Dear Securities and Exchange Commission,
I am writing to share my concerns regarding the proposed rule, "Safeguarding Advisory Client Assets." While I understand the aim to enhance investor protections and address gaps in the custody rule, I believe there are certain aspects of the proposal that may have negative consequences. Specifically, I would like to address the potential negative impact on financial inclusion, the timing of implementation, and the impact on the international market.
Firstly, the proposed rules may inadvertently limit the ability of underserved populations to access digital assets and participate fully in the financial system. As the digital assets market continues to evolve, it is important to ensure that regulatory measures do not disproportionately hinder marginalized communities from accessing financial services. Any new regulations should be carefully balanced to promote both market integrity and inclusivity.
Furthermore, I am concerned about the timeline for implementation. The proposed rule seems to be too sudden, especially considering that companies and protocols may need additional time to ensure compliance. Rushing the implementation before market participants are adequately prepared may lead to unintended disruptions and hinder responsible innovation in the financial sector. It is essential to provide sufficient lead time for market participants to adapt their systems and processes accordingly.
Additionally, the proposed rule may have implications beyond domestic markets. In the increasingly interconnected global economy, regulations implemented by the SEC can have ripple effects across borders. It is crucial to assess and consider the impact on the international market, specifically with regards to differing regulatory frameworks and potential conflicts. Collaboration and coordination with international regulatory bodies would be beneficial to ensure consistency and minimize unintended consequences on cross-border investments and business activities.

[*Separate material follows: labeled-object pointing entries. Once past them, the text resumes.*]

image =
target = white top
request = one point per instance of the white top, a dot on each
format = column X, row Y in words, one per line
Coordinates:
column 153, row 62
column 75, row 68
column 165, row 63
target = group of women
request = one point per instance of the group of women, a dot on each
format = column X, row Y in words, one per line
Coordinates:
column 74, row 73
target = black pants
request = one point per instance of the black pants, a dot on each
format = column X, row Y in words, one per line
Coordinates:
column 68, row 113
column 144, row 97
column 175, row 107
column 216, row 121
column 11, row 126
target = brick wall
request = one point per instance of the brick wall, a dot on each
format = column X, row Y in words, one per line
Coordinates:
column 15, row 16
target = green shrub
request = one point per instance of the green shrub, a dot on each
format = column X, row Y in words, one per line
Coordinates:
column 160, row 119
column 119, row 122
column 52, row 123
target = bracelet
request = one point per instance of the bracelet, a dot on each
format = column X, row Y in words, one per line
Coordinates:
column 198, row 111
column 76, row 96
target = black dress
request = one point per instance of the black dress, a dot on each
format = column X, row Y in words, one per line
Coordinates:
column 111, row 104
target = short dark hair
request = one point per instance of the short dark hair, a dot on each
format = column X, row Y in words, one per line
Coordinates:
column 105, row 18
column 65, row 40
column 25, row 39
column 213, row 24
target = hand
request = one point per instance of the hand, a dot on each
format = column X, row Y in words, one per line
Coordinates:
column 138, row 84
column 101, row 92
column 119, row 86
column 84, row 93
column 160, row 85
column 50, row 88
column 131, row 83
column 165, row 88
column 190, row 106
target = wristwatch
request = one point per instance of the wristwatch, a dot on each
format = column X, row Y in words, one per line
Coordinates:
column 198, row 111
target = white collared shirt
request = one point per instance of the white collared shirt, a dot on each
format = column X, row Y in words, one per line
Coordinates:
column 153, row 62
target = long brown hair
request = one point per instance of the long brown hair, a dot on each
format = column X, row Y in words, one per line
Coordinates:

In conclusion, while I acknowledge the SEC's efforts to enhance investor protections, I urge the Commission to carefully consider the potential negative impact on financial inclusion, provide sufficient time for implementation, and consider the international implications of the proposed rule. Striking the right balance between safeguarding investor assets and fostering innovation is essential for the future health and growth of the financial industry.
Thank you for the opportunity to comment on the proposed rule.